On Thu, 17 May 2007, Andy Lester wrote:


On May 17, 2007, at 12:06 PM, Andreas J. Koenig wrote:

One of the oldest ideas for namespace decisions was that when a family
of modules constitutes something you can perceive as a framework, then
any top level namespace is ok. It makes no sense when everybody just
grabs a toplevel namespace with a cute name but when you come with a
bag of modules, you deserve one.

The whole idea of levels of namespace has pretty much been outdated anyway. Why is Nike::Foo any better or worse than App::Nike::Foo?
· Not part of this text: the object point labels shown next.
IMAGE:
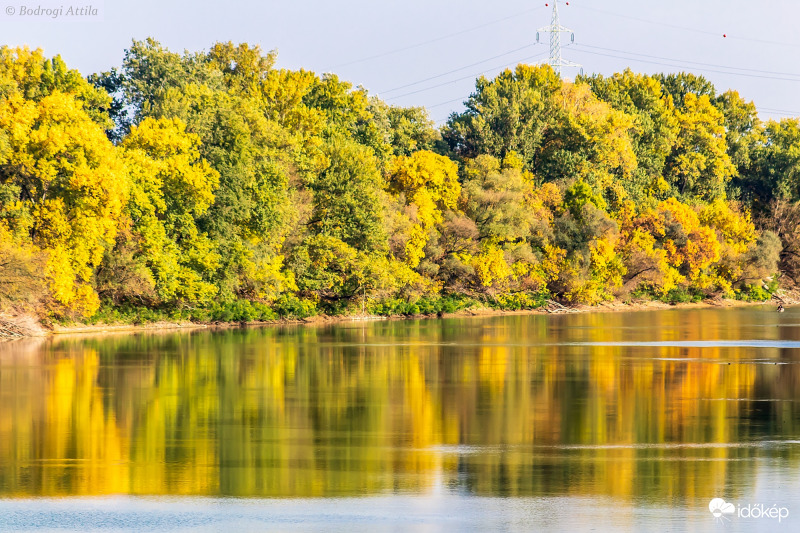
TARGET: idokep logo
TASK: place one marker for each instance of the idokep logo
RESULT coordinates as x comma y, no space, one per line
723,510
719,508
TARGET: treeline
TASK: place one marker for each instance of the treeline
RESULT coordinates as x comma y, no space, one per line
213,180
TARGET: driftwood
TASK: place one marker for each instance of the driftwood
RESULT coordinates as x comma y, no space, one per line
555,307
14,327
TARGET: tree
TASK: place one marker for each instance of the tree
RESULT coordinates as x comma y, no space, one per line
71,186
699,166
428,183
171,187
512,112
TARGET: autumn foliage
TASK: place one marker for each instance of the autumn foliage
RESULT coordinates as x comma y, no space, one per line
186,181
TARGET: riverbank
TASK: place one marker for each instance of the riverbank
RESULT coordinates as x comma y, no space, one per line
787,297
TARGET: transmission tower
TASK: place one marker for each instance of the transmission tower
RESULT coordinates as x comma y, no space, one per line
555,29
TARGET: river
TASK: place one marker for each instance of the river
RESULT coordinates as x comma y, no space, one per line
599,421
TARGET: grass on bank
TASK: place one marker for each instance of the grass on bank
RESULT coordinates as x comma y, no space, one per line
290,307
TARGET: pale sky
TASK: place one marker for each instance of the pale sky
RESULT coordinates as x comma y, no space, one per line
448,42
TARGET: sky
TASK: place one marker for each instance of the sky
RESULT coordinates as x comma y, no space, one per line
429,52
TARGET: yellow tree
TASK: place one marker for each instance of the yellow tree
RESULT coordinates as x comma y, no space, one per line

Nobody actually uses this hierarchy. There's not some outline. We don't traverse a strict tree.


Erm... yes we do.

Yeah, there's no tree-browsing capability on CPAN.  I wish there was.
Right now I have to make do by entering things like "Math::" in the CPAN search box. It's clunky, but it is all I've got, since the ridiculous and useless modlist seems to be treated as an alternative to tree-like searching.

Does it matter that WWW::Mechanize isn't LWP::Mechanize? Shouldn't similar things be named in the same TLNS?

Why isn't RT::* App::RT::*?  Or WWW::RT::*?


Because there's no official tree structure. Straw man argument, we already know that. That doesn't mean that we don't try to give at least a semblance of order. That there are multiple trees doesn't changed the fact that there are trees.